読売新聞より「ケータイ業界に大変化、キャリアの収益モデル見直し求める--モバ研報告書

総務省の研究会「モバイルビジネス研究会」が6月26日、報告書案を公開した。
販売奨励金の見直しやSIMロックの解除など、既存の携帯電話事業者(キャリア)に対して収益モデルを抜本的に変革するよう求める内容となっている。

既存キャリアは現在、ネットワークから携帯電話端末、サービスまでを一体化した垂直統合型のビジネスを展開している。
これに対して研究会では、それぞれを切り離して利用者が自由に選べる環境が望ましいと指摘する。

報告書の提言は大きく3つ。

  • 携帯電話端末を販売する際の奨励金の見直し
  • キャリアが自社の端末を利用者に使わせるためのSIMロックの解除
  • キャリアの通信回線を借りて携帯電話事業を展開するMVNOを増やすための環境整備

2008年度には新料金プランを一斉導入、ポイント制は廃止

まず、販売奨励金の見直しを求めた。
販売奨励金とは、キャリアが携帯端末を販売する代理店に一定の料金を支払うことで利用者が安く端末を購入できるようにしたもの。
キャリアは利用者から毎月得る通信料金でこの奨励金をまかなっていることから、端末をあまり買い替えない利用者にとっては不利になるとの指摘が出ていた。

現在、ソフトバンクモバイルなどは2年間の契約をする代わりに初期の端末購入料金を安くする割賦販売制度を導入している。
一定の利用期間が定められた契約については、研究会もその意義を認めている。
ただし、あまりにも長期になりすぎると、利用者を囲い込むことなり競争を阻害すると指摘した。
また、端末の価格を補填するために機種に応じて通信料金を割り引く仕組みについても見直しが必要とした。

このほか、通信料金の額に応じてポイントを付与し、このポイントを端末購入時の割引にあてる方法については、「実質的に分離プランの趣旨を没却することになるため、こうした施策を採用することは適当でない」と廃止を求めた。
NTTドコモは自社のクレジットサービス「DCMX」でこのポイントがたまることをアピールポイントの1つにしており、戦略の変更を迫られることになる。

販売奨励金は会計上、営業費用として計上されている。
この費用はほかの事業者との接続料を計算する際の元となっており、結果として端末の販売費用をほかの事業者から徴収していることになると研究会は判断。
公正な競争を確保するためには、会計上の取り扱いを見直す必要があるとした。

このため、2007年度をめどに電気通信事業会計規則を改正するべきとする。実際の施行は2008年度からとなりそうだ。これが実現すれば、利用者の通信料金引き下げにつながる可能性がある。

SIMロック廃止は次世代ケータイで実現へ

SIMカードと呼ばれる通信カードを差し込まないと携帯電話端末が使えず、キャリアを超えて同じ端末を使うことができない「SIMロック」と呼ばれる問題については、2010年に結論を持ち越した。
これは、現在の状況でSIMロックを解除しても、利用者にとっての利益がほとんどないためだ。

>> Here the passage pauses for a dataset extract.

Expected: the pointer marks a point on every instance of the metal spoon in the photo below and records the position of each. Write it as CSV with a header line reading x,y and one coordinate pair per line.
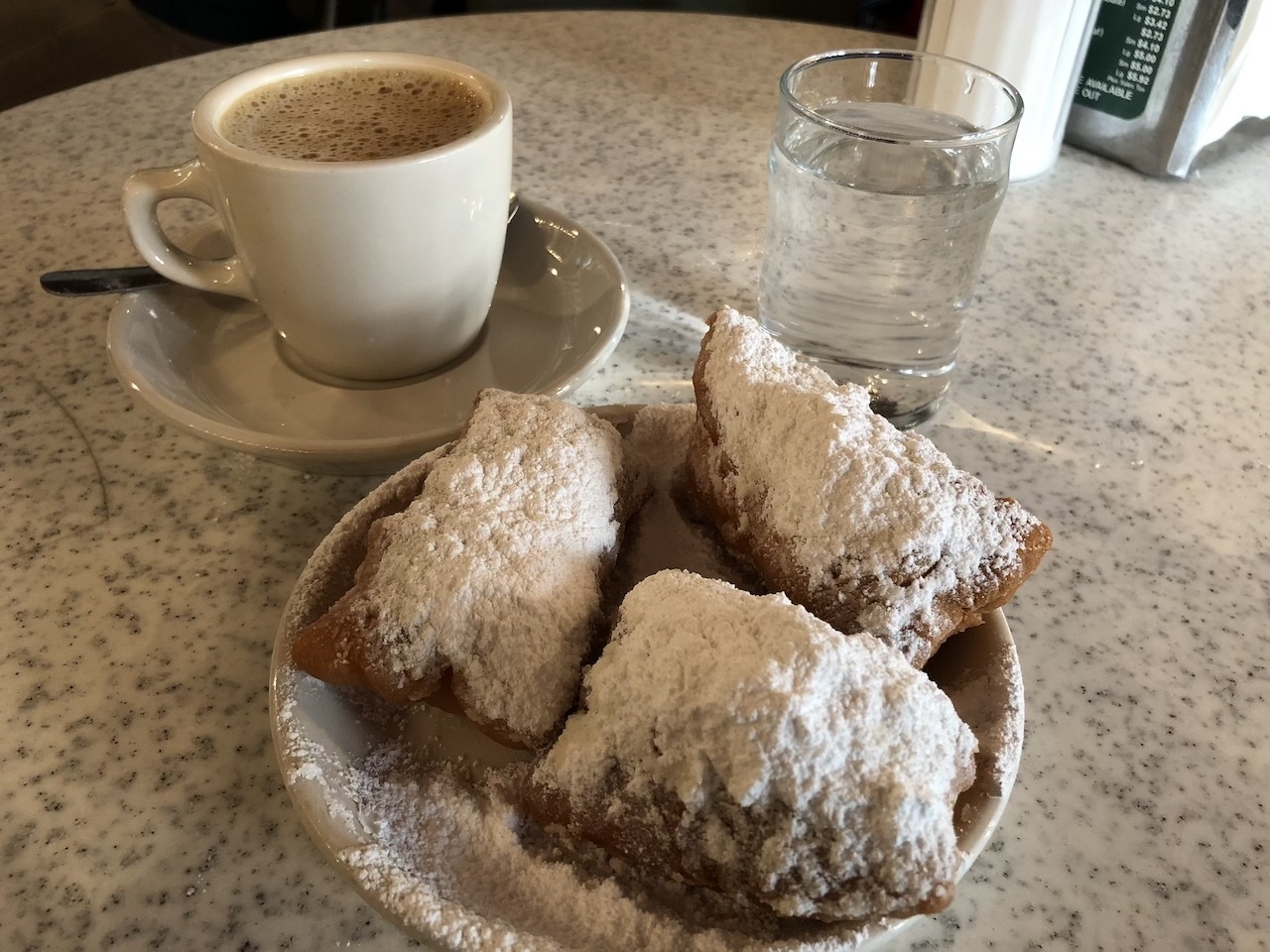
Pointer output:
x,y
118,281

現在、ドコモとソフトバンクモバイルはW-CDMAという方式を、KDDIはCDMA2000方式を採用している。
両者に互換性はなく、SIM カードを差し替えて使うことは技術的に難しい。
また、ドコモとソフトバンクモバイルであればSIMカードを差し替えることで音声、ショートメッセージサービスを利用することはできるが、記述言語が異なるため同じ端末でメール送受信やウェブブラウジングをすることができない。

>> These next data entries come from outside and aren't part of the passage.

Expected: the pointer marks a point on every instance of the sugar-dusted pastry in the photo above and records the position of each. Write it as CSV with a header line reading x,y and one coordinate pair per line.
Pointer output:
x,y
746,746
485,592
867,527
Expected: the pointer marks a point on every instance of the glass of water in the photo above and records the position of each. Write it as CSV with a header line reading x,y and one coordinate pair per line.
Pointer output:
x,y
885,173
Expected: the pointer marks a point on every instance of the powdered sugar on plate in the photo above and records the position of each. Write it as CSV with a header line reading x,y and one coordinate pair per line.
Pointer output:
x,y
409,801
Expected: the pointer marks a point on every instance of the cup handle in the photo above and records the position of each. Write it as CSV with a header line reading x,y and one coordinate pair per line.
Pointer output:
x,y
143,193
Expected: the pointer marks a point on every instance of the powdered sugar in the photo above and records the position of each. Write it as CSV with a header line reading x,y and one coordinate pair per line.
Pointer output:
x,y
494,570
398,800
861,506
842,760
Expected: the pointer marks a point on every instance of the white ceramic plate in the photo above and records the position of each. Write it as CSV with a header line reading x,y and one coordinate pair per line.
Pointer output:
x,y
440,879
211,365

このため、研究会では「SIMロックについては原則解除することが望ましい」としながらも、第3.9世代や4世代と呼ばれる次世代の携帯電話端末でSIMロック解除を義務づけるよう検討すべきとし、2010年の時点で最終的な結論を出すべきとした。

SIMロック解除のメリットとしては、キャリア共通の端末の上に利用者が必要とするアプリケーションを購入し、利用するようになれば、あまり機能を必要としない利用者はシンプルな端末を低価格で手に入れられるなど、選択の余地が広がることが挙げられる。

また、これまで端末メーカーはキャリアごとに別の端末を製造する必要があり、開発費の高騰につながっていたが、SIMロック解除によりコストを下げ、独自の戦略で端末を展開できるようになるとした。

MVNOへの回線貸し出しは義務化へ

キャリアの通信回線を借りて携帯電話事業を展開するMVNOについては、新規参入により競争が加速されるとともに、利用者が新しい選択肢を得られることで市場が拡大する可能性があると期待を寄せる。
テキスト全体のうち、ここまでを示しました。